Consulting is a high-paying, high-profile field that offers you the opportunity to take on a large degree of responsibility right out of school and quickly learn a great deal about the business world. It's also a profession that will send you to the far corners of the country-and leave you there for days and weeks on end while you sort out tough questions for a client that's paying your firm millions of dollars.

In essence, consultants are hired advisors to corporations. They tackle a wide variety of business problems and provide solutions for their clients. Depending on the size and chosen strategy of the firm, these problems can be as straightforward as researching a new market, as technically challenging as designing and coding a large manufacturing control system, as sensitive as providing outplacement services for the HR department, or as sophisticated as totally rethinking the client's organization and strategy.

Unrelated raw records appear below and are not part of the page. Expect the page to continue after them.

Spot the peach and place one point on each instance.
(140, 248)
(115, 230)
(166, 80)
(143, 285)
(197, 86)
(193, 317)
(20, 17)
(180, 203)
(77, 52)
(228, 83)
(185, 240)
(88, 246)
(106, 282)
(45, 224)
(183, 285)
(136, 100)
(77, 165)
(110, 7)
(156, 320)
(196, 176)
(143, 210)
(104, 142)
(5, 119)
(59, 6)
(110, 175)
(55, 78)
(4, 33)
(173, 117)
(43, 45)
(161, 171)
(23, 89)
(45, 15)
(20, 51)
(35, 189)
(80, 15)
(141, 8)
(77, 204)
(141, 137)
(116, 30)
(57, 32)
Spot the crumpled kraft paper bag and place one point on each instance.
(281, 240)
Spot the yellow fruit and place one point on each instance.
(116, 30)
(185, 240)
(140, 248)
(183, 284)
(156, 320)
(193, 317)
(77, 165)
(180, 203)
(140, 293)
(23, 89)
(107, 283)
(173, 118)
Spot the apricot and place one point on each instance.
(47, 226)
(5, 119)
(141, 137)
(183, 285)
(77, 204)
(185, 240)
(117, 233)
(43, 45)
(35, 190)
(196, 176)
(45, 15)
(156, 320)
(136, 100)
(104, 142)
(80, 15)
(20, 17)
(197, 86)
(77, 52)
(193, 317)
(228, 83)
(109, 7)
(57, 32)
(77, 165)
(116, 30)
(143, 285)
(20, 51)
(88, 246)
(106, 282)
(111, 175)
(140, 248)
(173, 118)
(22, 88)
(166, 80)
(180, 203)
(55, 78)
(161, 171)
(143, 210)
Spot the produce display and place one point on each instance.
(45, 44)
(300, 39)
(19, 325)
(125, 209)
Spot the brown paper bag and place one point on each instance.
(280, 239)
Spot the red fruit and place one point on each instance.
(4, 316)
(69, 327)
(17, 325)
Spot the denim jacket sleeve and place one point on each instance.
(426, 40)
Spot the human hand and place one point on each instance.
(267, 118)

Management consultants must be skilled at conducting research and analyzing it. Research means collecting raw data from a variety of sources including the client's computers, trade associations in the client's industry, government agencies, and, perhaps most importantly, surveys and market studies that you devise and implement yourself. It also means interviewing people to gather anecdotal information and expert opinion. The interviewees may be anyone, from industry experts to the client's top executives to the client's lowest-level employees. All this data must then be analyzed, using tools from spreadsheets to your own brain. The idea here is to spot behavior patterns, production bottlenecks, market movements and other trends and conditions that affect a client's business.

Your ultimate job is to improve the client's business by effecting changes in response to your analysis. That's the hard part, because it involves convincing the client to accept your recommendations, often in the face of opposition from client executives who resent outsiders upstaging them with the boss or resistance from company employees who have something to lose from change. To succeed you'll need excellent people skills and the ability to put together a persuasive PowerPoint presentation. Finally, you'll need the ability to handle disappointment if your solution fails or the client decides not to even try implementing it

One good thing about the advice business: Companies always seem to want more. As evidence, the consulting industry has been on a sustained growth binge for well more than a decade. One other thing about the consulting business: The product really is the people, and firms compete on the basis of who's the smartest and the hardest working. As a result, each firm wants to hire the best and the brightest. If you're one of them-you probably know if you are-you'll have a good shot at landing one of these competitive jobs.